20.6 The Company may provide the Personal Information to its related companies so that the Company’s relationship with the Licensee may be best administered.
20.7 The Company may provide the Licensee with products and services the Licensee requests, and the Company may provide the Licensee with information about the Company’s products and services as well as products and services of related companies.
20.8 To complete the Company’s Identification Requirements, the Licensee authorises the Company to use the Personal Information provided by the Licensee to request information from credit agencies, financial institutions and Authorities as required to verify the Licensee’s identity.

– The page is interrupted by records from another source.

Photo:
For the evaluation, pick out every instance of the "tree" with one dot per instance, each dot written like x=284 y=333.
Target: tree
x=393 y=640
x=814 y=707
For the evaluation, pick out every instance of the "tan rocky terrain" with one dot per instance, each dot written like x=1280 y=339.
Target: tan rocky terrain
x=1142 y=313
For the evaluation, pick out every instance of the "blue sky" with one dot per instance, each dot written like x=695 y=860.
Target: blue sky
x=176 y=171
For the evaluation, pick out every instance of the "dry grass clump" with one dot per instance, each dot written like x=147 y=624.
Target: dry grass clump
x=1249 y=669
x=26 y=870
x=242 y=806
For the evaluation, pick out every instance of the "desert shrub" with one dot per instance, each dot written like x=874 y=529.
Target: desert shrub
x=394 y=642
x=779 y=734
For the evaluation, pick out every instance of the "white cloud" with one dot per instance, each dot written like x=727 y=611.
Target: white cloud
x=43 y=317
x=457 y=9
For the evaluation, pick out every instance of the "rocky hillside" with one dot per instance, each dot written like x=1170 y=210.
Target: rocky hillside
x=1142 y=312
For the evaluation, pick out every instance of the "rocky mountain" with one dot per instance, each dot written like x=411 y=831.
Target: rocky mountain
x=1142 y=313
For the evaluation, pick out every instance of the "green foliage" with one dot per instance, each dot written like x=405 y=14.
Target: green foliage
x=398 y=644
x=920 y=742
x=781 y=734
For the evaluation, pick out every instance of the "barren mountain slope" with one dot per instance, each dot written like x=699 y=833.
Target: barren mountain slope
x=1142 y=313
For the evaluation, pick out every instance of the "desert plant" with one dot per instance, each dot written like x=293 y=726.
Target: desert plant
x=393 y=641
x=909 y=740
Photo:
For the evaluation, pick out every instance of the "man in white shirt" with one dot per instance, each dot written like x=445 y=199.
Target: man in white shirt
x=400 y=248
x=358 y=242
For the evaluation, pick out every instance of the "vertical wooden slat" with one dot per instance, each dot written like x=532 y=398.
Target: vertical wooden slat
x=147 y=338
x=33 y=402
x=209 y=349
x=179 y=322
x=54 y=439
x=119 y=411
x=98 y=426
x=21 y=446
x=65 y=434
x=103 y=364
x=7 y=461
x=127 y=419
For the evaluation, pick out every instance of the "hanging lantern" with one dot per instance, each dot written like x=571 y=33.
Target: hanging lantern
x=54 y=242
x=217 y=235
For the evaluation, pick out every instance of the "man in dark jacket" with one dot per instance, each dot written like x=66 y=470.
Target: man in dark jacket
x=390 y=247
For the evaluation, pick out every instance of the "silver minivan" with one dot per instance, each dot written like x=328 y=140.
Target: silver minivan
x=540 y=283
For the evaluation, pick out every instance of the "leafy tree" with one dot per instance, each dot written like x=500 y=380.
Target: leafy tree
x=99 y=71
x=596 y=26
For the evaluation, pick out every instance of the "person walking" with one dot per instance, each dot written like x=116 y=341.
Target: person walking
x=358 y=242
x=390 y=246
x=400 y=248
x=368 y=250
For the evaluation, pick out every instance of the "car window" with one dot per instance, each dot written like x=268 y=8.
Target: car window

21.1.1 Any notice or other communication including, but not limited to, any request, demand, consent or approval, to or by a party to the Agreement:
(a) must be in legible writing and in English addressed in accordance with the recitals or as specified to the sender by any party by notice;
(b) where the sender is a company, must be signed by an officer or under the common seal of the sender;
(c) is regarded as being given by the sender and received by the addressee:
(i) if by delivery in person, when delivered to the addressee;
(ii) if by post, on delivery to the addressee;
(iii) if by electronic mail, when received by the addressee; or
(iv) if by facsimile transmission to the facsimile number specified at the commencement of this Agreement or such other number as may be notified to the Company, whether or not legibly received, when received by the addressee, but if the delivery or receipt is on a day which is not a Business Day or is after 4.00 pm (addressee’s time) it is regarded as received at 9.00 am on the following Business Day; and
(d) can be relied upon by the addressee and the addressee is not liable to any other person for any consequences of that reliance if the addressee believes it to be genuine, correct and authorised by the sender.
21.1.2 A facsimile transmission is regarded as legible unless the addressee telephones the sender within 2 hours after transmission is received or regarded as received under error and informs the sender that it is not legible.
21.1.3 In this clause, a reference to an addressee includes a reference to an addressee’s officers, agents or employees.
21.2 Governing law and jurisdiction
21.2.1 The Agreement is governed by the laws of Victoria.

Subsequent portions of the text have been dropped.